Я не делаю сравнения, которое было бы нелюбезно и неверно исторически: это только пример, – который, если читатель извлечет из него уяснение моих доводов, бросит, как мне кажется, яркий свет на ту проблему, к изучению которой я приступаю на следующих страницах.

«Франция преследует философов, а скифы покровительствуют им», – писал Вольтер Дидро 23 сентября 1762 г., и через некоторое время в письме к самой Екатерине Гримм так повторял слова учителя: «С тех пор, как ваше величество осыпали милостями одного из знаменитейших философов Франции, все, кто занимается литературой и кто не считает Европу вполне погибшей, смотрят на себя, как на ваших подданных».

Покупка библиотек у нуждающихся и льстивых философов и панегирики, посылаемые ими государыне, пренебрегавшей похвалой; обмен маленькими услугами и большими комплиментами – все способствовало к созданию между самодержавной государыней Севера и буйной толпой свободомыслящих Запада связи, усиливавшейся с каждым годом. Эта близость, однако, вызывала недовольство у немалого числа людей. Не надо забывать, что в 1778 году, во время последнего торжественного появления в Париже автора «Девственницы», Мария-Антуанетта не решилась принять его! И не только в монархическом и консервативном лагере, как бы мы сказали теперь, были – не без основания – оскорблены таким неожиданным возникновением симпатий. Если прекрасный Капфиг и не был прав, говоря с таким негодованием о зрелище, данном Европе в 1773 году, когда автор «Монахини» – поэта, восклицавший, что он готов «вытянуть кишки у священников, чтобы повесить на них королей», беснующийся циник-памфлетист был допущен в ежедневный, интимный круг императрицы; если Капфиг и не был прав – потому что «Монахиня» была написана после возвращения из России, и вышеприведенному стихотворению был напрасно придан такой личный характер, – то, тем не менее, это зрелище могло привести в недоумение не только приверженцев религии и порядка, но и самих убежденных философов. Ведь «Философские мысли» и части «Энциклопедии» были уже напечатаны в 1773 году, и в них уже ярко обрисовался человек, о котором Рудольф Готшаль мог сказать, что он весь проникнут «разрушающими инстинктами революции».

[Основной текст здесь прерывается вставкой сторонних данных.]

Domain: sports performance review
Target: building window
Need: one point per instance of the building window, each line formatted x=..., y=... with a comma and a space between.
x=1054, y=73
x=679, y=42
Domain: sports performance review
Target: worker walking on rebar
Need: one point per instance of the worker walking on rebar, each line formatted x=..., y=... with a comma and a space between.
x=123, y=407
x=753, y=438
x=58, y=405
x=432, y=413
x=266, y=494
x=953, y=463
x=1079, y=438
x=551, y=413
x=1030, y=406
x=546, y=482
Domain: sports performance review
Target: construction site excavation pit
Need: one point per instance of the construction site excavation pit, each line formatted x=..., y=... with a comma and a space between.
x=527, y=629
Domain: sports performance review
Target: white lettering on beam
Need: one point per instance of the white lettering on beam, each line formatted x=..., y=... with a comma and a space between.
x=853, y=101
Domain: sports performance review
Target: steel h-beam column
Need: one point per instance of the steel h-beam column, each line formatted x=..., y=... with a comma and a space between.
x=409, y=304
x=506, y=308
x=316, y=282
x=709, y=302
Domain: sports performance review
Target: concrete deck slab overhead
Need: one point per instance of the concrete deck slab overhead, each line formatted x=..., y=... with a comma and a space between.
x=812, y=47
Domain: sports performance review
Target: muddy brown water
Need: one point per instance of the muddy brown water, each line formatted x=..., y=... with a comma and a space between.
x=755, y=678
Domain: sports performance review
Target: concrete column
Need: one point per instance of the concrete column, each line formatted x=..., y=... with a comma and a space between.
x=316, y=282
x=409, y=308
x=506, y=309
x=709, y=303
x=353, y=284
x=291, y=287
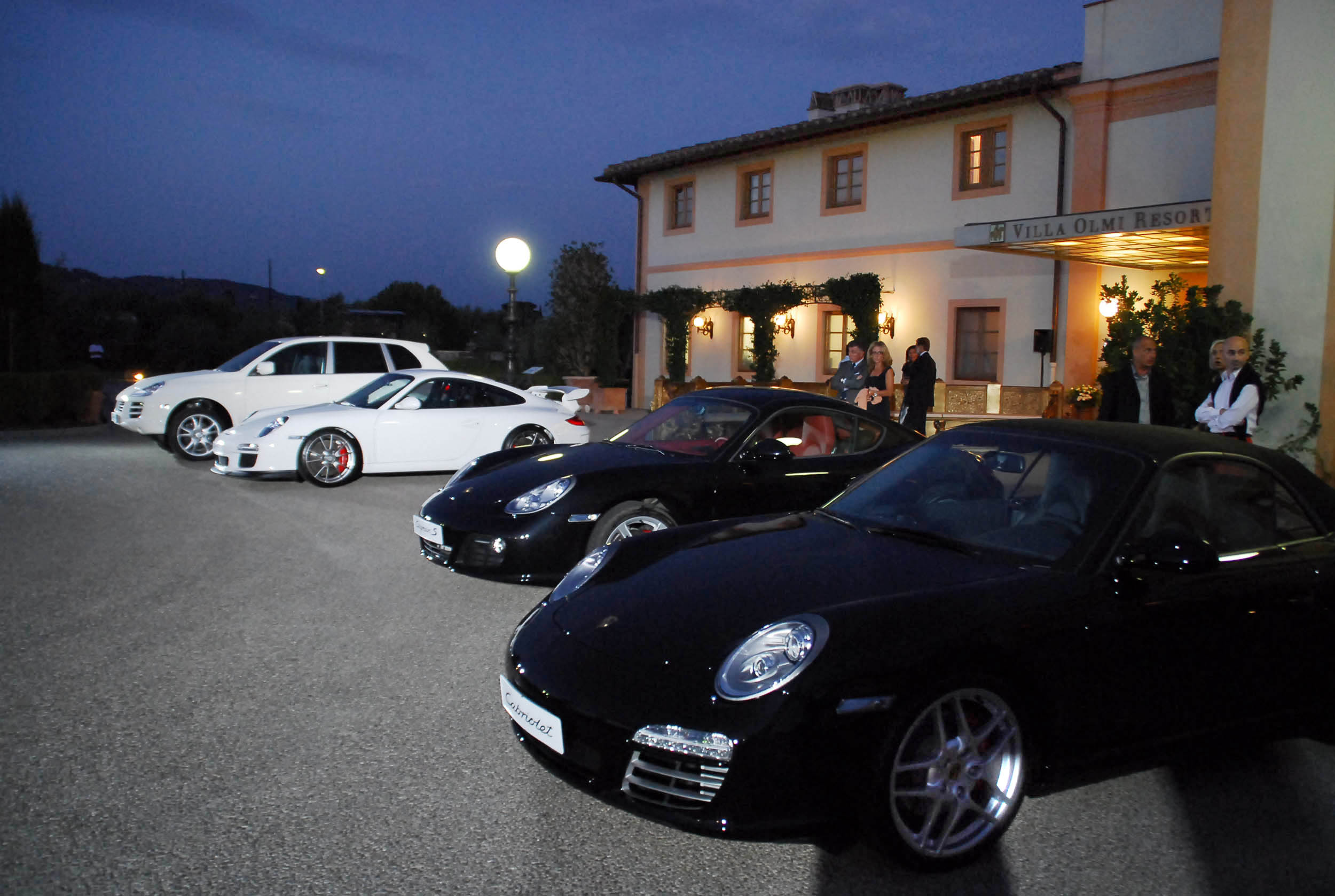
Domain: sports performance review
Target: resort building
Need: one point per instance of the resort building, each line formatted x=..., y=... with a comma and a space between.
x=1194, y=137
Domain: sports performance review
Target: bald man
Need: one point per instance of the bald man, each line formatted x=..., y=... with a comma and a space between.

Нашлись в лагере философов люди, удивление и брезгливость которых, после долгих споров, сохранились даже и до сих пор. Переписка Екатерины с Вольтером, пребывание Дидро в Петербурге заслужили порицание со стороны крайних приверженцев философии, также как и монархии, и оставили раздражающее впечатление. Вот в чем эта проблема, и я думаю, что приведенное выше сравнение может разъяснить ее, положив предел недоразумению, как мне кажется, лежащему в основании ее. Да, недоразумение или, лучше сказать, забывчивость. До сих пор забывают о великой разнице в понятиях, интеллектуальном, политическом и социальном развитии, отделявших философов от самодержавной императрицы, несмотря на так удивлявшую и вызывающую негодование видимую интимность. Эта разница и сделала возможной упомянутую близость, которая поэтому была гораздо менее возмутительной по отношению к разуму и чести, чем то казалось и кажется теперь. Я постарался объяснить чувство, которым руководился бы в настоящее время африканский царек. Такого же рода чувство, поверьте, руководило и Екатериной в ее отношениях с западными философами. Не сомневайтесь также, что подобное же чувство отражалось и в уме философа Вольтера и его друзей. Представляли ли они себе хоть сколько-нибудь, что такое самодержавный русский государь? Они знали, что государь этот властвовал над тридцатью миллионами подданных, из которых двадцать миллионов не имели собственности: им не принадлежали даже их души, которые можно было продавать и покупать и которые ценились, круглым числом, по десяти рублей за каждую. Ведь это были мужики, одевавшиеся в звериные шкуры, питавшиеся травой, почти не люди. Знали, что эти государи ссылали иногда в Сибирь дворян, виновных только в любви к свободе – к свободе, считавшейся философами вершиной их идеала. Но, что же? Это были польские дворяне, суеверные ханжи и, кроме того, не высоко ставившие самого г-на Вольтера! Могла ли философия интересоваться такими субъектами!

Вот в каком свете является мне эта трудная и интересная загадка соединения имен Вольтера и Екатерины; и такой взгляд оправдывается если не совершенно подобными, то аналогическими случаями, встречающимися в настоящее время. Как ни сократили расстояния пар и электричество, они не могли все же заполнить пропасть, созданную за столетия. Могло быть некоторое, более материальное, сближение между соприкасающимися теперь поверхностями культур, но в основании этих культур осталось то же непонимание друг друга. Именно поэтому, к удивлению и негодованию европейских зрителей, могли возникнуть влечения и симпатии там, где идеи и принципы были диаметрально противоположны. Марсельеза шла по следам Дидро; но звуки революционной песни, как и бурные речи философа, не заставили сдвинуться ни единый камень на Невском проспекте. «Термидор», не дозволенный на сцене здесь и спокойно сыгранный там – только повторение «Велизария» Мармонтеля, запрещенного Сорбонной и переведенного на русский язык Екатериной, при помощи ее главных придворных.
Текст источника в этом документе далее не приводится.